Referring now to FIGS. 5-6, and according to another aspect of the present invention, the mirror assembly 10 may further include a reset function which

automatically resets the mirrors 22, 24 to be in their operating position after being undesirably moved. For example, when the work vehicle 12 is forwardly driven and the mirror(s) 22, 24 hit(s) an object, such as a branch or other obstacle, the mirrors 22, 24 will retract backwards due to the detent joint 18. As a result thereof, the mirrors 22, 24 could be fully retracted (FIG. 5) or partially retracted (FIG. 6). Yet, in either case, the actuator 26 will remain extended.
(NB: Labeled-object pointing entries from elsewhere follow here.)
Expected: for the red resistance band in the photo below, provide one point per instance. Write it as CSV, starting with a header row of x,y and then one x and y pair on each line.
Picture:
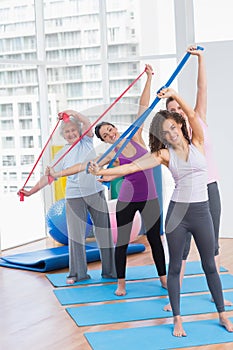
x,y
65,118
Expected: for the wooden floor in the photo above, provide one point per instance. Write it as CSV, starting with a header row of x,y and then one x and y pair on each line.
x,y
32,318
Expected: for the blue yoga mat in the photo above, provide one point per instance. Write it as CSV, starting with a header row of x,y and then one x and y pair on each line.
x,y
55,258
91,294
132,273
142,310
160,337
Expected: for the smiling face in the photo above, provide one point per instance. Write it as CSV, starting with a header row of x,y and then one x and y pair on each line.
x,y
109,133
173,106
171,132
70,132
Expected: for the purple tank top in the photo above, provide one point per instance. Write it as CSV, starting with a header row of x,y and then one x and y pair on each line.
x,y
140,186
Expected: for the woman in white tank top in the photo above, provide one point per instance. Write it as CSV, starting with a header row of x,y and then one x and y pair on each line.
x,y
171,146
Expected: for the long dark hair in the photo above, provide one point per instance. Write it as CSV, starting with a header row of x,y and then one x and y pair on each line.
x,y
98,126
156,139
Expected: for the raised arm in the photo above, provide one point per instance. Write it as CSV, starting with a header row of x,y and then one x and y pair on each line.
x,y
145,162
145,97
201,97
81,118
197,132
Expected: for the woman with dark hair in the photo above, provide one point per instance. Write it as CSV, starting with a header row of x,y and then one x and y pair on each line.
x,y
137,193
171,146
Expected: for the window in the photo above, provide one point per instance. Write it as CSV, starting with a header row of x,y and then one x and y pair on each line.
x,y
27,159
25,109
8,142
26,142
8,161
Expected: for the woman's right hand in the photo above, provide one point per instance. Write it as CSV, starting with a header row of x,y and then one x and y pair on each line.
x,y
50,171
93,168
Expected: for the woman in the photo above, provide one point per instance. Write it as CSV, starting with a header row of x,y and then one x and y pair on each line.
x,y
83,194
171,146
137,193
213,191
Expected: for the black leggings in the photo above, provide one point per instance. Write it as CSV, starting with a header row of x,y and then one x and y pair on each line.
x,y
196,218
215,211
150,213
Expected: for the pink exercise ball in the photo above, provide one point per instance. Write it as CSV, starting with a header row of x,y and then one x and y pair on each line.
x,y
136,227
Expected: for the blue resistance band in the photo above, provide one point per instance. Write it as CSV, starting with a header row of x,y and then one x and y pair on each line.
x,y
133,128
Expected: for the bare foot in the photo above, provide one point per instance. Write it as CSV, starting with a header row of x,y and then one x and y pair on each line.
x,y
121,291
163,280
167,307
226,302
178,330
226,323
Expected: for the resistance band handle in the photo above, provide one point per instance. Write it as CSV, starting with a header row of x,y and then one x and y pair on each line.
x,y
105,183
65,117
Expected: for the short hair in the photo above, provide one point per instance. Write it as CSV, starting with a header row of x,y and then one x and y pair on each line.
x,y
74,121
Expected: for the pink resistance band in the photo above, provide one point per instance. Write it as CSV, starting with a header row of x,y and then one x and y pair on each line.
x,y
65,118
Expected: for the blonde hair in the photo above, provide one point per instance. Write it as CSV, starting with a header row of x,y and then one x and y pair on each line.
x,y
72,120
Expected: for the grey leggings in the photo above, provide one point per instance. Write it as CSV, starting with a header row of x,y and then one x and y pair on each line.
x,y
215,211
196,218
76,215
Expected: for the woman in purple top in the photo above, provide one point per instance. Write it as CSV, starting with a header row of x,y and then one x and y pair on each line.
x,y
137,193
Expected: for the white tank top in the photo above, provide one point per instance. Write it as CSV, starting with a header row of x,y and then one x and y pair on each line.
x,y
190,176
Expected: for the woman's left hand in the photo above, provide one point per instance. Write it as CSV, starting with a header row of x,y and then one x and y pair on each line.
x,y
93,168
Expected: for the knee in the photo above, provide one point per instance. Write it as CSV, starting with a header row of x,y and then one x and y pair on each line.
x,y
174,270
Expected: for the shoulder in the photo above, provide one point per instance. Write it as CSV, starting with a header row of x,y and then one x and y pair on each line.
x,y
164,156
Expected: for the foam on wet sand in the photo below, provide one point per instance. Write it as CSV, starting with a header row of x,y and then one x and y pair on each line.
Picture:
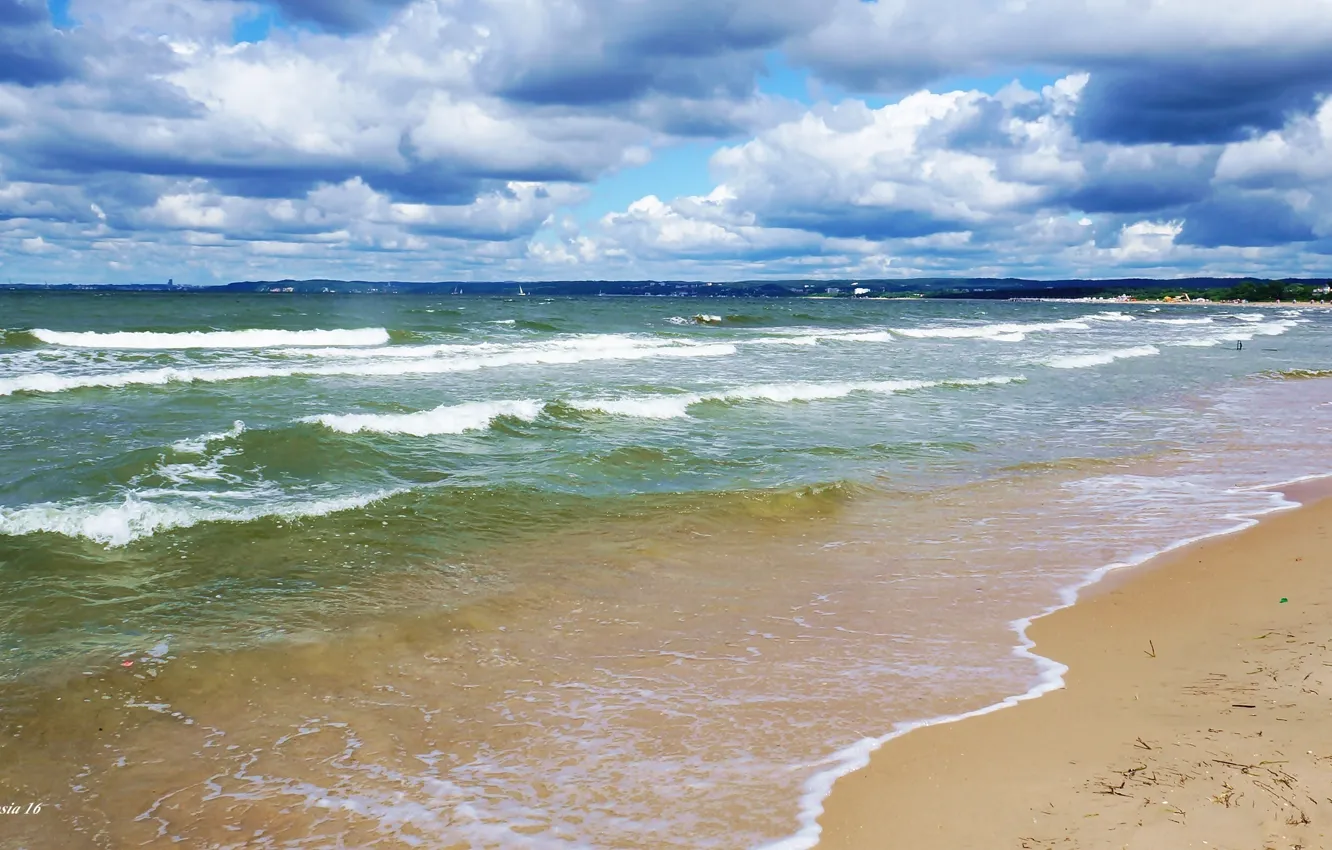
x,y
1195,714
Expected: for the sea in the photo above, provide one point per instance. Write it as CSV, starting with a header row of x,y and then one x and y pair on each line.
x,y
296,570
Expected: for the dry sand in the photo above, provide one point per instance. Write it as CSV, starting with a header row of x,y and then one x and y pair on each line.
x,y
1198,713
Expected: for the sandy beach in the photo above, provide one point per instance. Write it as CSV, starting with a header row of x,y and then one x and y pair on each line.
x,y
1195,716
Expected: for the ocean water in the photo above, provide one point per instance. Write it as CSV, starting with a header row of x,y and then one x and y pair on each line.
x,y
319,570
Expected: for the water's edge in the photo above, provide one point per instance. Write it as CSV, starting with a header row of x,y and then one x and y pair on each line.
x,y
1050,677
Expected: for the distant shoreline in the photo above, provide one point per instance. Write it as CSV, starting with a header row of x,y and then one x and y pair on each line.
x,y
1231,291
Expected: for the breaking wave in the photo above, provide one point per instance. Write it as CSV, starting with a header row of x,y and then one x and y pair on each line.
x,y
442,420
211,339
1100,359
1011,332
119,524
494,357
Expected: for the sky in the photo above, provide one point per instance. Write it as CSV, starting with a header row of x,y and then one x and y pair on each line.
x,y
217,140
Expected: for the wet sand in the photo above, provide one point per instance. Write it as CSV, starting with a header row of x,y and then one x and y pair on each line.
x,y
1195,716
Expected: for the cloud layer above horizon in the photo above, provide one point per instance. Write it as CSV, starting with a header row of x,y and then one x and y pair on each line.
x,y
211,140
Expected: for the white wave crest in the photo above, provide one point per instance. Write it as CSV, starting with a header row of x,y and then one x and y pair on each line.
x,y
137,517
1011,332
197,445
212,339
493,357
1100,359
442,420
677,407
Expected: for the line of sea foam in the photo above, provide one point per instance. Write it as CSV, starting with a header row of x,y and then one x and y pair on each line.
x,y
255,337
55,383
481,415
136,517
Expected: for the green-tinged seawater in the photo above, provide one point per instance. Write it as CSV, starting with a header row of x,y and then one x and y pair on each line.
x,y
189,476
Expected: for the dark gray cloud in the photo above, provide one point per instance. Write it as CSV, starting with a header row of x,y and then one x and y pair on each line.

Thus, since the actuator 26 is still extended, a double-action reset procedure may be required to reset mirrors 22, 24 back into their functional operating position. First, the actuator 26 may be retracted, completely or partially. For example, the actuator 26 may be retracted until the mirrors 22, 24 and/or support arm 20 contacts the mechanical stop 64, or the side of the work vehicle 12, so that the relative position of the mirrors 22, 24 with respect to the actuator 26 is reset, i.e., the original retracted position of the actuator 26 and mirrors 22, 24. Second, the actuator 26 may be extended again to reposition the mirrors 22, 24 to their desired operating position, before the mirrors 22, 24 came into contact with the object. It should be appreciated that the reset function may work in only one direction.

It is to be understood that the steps of the reset procedure, or any other procedure, may be manually or automatically performed by the ECU 30 upon loading and executing software code or instructions which are tangibly stored on the memory 32, e.g. a tangible computer readable medium, such as on a magnetic medium, e.g., a computer hard drive, an optical medium, e.g., an optical disc, solid-state memory, e.g., flash memory, or other storage media known in the art. Thus, any of the functionality performed by the ECU 30 described herein is implemented in software code or instructions which are tangibly stored on a tangible computer readable medium 32. The ECU 30 loads the software code or instructions via a direct interface with the computer readable medium or via a wired and/or wireless network. Upon loading and executing such software code or instructions by the ECU 30, the ECU 30 may perform any of the functionality described herein.

The term "software code" or "code" used herein refers to any instructions or set of instructions that influence the operation of a computer or controller. They may exist in a computer-executable form, such as machine code, which is the set of instructions and data directly executed by a computer's central processing unit or by a controller, a human- understandable form, such as source code, which may be compiled in order to be executed by a computer's central processing unit or by a controller, or an intermediate form, such as object code, which is produced by a compiler. As used herein, the term "software code" or "code" also includes any human-understandable computer instructions or set of instructions, e.g., a script, that may be executed on the fly with the aid of an interpreter executed by a computer's central processing unit or by a controller.

While this invention has been described with respect to at least one embodiment, the present invention can be further modified within the spirit and scope of this disclosure. This application is therefore intended to cover any variations, uses, or adaptations of the invention using its general principles. Further, this application is intended to cover such departures from the present disclosure as come within known or customary practice in the art to which this invention pertains and which fall within the limits of the appended claims.